Снаружи ночь встретила ее дождем. Косые струи серебрились и сверкали в лучах сторожевых огней. Однако прежде чем выйти наружу, Ци Линь отыскала пистолет полковника Ху и проверила обойму. Та оказалась полной. Тогда девушка засунула его за пояс и, накинув на плечи форменную куртку полковника, шагнула в темноту.

Между тем полковник, вновь оставшийся в одиночестве, попытался сдвинуться с места, но рухнул на пол. Падение несколько оживило его. Однако его голова оставалась повернутой под неестественным углом. Он слышал шум воды, хлещущей из крана, и тщетно силился понять, откуда взялась эта вода.

Он не мог ни стоять, ни сидеть. Он мог только ползти, и то очень медленно. С большим трудом он сумел-таки добраться до распахнутой двери. Зрение то возвращалось к нему на несколько мгновений, то опять пропадало. В промежутках между этими проблесками он видел перед собой лагерь красных кхмеров, бывший его домом почти два года. Его слуха достигали резкие, гортанные крики, похожие на рычание голодных волков, и тяжелые взрывы бомб, после которых ветер разносил по округе куски розовой плоти и покрытых слизью внутренних органов, прилипавших к лицу и одежде.

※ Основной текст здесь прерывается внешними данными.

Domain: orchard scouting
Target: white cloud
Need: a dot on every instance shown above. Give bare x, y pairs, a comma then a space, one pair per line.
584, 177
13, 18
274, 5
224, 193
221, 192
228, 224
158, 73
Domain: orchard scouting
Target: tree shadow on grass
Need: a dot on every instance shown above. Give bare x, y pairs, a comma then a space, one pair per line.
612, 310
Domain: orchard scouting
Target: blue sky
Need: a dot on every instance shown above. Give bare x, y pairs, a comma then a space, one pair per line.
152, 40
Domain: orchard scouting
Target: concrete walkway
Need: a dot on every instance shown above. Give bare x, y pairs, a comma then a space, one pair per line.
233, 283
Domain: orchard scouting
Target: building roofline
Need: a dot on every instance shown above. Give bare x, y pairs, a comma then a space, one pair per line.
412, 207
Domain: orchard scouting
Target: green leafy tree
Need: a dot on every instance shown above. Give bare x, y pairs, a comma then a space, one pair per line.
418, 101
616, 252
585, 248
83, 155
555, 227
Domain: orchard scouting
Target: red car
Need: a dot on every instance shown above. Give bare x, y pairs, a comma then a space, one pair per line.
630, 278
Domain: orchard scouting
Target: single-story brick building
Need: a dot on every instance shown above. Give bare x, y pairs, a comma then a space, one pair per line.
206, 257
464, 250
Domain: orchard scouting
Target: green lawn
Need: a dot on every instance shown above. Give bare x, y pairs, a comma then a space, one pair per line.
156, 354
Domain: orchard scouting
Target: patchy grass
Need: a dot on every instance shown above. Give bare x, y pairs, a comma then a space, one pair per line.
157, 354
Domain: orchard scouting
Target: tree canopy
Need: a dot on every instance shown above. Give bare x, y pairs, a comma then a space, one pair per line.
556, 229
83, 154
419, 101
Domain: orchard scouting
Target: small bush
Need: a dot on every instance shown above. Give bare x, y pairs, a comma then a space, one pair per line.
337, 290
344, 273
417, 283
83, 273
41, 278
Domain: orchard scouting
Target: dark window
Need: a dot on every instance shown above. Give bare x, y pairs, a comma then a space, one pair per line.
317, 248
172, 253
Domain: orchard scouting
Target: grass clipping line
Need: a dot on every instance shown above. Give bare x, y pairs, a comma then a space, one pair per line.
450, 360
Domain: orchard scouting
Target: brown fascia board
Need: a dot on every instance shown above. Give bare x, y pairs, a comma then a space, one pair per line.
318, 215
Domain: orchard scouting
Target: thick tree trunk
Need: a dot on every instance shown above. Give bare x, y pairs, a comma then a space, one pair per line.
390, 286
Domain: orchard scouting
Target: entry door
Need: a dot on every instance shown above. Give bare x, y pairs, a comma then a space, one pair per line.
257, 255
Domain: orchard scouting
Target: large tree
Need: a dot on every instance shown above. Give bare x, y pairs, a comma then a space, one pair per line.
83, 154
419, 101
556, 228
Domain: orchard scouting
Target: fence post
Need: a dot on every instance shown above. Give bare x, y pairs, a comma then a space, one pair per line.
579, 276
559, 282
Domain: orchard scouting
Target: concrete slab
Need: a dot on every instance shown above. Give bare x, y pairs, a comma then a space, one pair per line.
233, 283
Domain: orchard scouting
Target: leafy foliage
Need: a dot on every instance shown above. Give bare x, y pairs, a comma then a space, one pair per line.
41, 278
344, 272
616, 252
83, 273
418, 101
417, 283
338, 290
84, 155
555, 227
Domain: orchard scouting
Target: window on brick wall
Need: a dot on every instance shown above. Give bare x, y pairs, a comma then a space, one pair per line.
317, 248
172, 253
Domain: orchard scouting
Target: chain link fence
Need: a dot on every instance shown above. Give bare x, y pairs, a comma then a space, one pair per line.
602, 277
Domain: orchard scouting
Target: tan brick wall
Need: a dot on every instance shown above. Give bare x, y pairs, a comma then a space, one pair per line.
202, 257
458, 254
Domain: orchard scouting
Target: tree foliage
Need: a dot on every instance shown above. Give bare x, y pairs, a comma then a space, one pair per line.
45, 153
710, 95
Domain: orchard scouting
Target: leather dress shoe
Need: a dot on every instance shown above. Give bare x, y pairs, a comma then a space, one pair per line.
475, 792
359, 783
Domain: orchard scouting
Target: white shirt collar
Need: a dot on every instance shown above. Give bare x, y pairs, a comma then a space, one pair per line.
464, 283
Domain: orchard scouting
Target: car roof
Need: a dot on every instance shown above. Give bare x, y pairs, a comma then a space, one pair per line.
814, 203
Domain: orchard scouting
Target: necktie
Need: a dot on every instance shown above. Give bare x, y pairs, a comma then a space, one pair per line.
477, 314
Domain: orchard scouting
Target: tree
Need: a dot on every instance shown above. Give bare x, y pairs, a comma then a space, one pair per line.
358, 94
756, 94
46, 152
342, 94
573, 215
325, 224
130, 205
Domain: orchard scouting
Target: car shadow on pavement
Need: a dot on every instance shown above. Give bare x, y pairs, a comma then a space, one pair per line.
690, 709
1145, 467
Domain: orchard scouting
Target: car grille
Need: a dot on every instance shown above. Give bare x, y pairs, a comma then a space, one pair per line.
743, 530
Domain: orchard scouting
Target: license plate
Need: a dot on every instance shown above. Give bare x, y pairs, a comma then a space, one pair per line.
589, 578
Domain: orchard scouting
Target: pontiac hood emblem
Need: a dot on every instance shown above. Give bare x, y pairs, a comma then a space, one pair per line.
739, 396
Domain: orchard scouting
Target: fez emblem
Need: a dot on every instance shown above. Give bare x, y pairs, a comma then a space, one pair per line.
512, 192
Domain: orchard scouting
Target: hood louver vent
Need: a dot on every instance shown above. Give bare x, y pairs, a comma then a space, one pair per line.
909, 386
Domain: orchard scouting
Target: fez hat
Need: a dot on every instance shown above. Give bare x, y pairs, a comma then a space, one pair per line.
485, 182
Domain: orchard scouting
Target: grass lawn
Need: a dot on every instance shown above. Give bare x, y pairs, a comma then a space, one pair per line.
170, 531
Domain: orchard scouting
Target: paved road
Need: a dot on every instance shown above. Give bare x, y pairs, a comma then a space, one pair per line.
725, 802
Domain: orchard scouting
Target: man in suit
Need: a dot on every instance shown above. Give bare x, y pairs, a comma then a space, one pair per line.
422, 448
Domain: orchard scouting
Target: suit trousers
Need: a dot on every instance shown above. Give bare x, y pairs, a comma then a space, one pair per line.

Он видел и склоненные спины, и обнаженные, до предела беззащитные шеи людей, признанных неполноценными с точки зрения “Ангка”, таинственной иерархической организации красных кхмеров, вечно окутанной смутными слухами. Вот раздались быстрые, ритмичные выстрелы из пистолетов: “Ангка” быстро и беспощадно расправлялась со своими противниками — настоящими или мнимыми, все равно. Милосердная казнь, как прокомментировал эту сцену улыбающийся павиан в чине лейтенанта. “В прежние времена, — смеясь, сказал он, — когда мы сражались за власть и еще не могли опереться на вашу великодушную помощь, нам нельзя было тратить ни одного лишнего патрона. Поэтому обычно мы забивали этих негодяев насмерть плетьми. — Он сплюнул. — Я думаю, что так было лучше. Подобные мероприятия укрепляют дух наших воинов”.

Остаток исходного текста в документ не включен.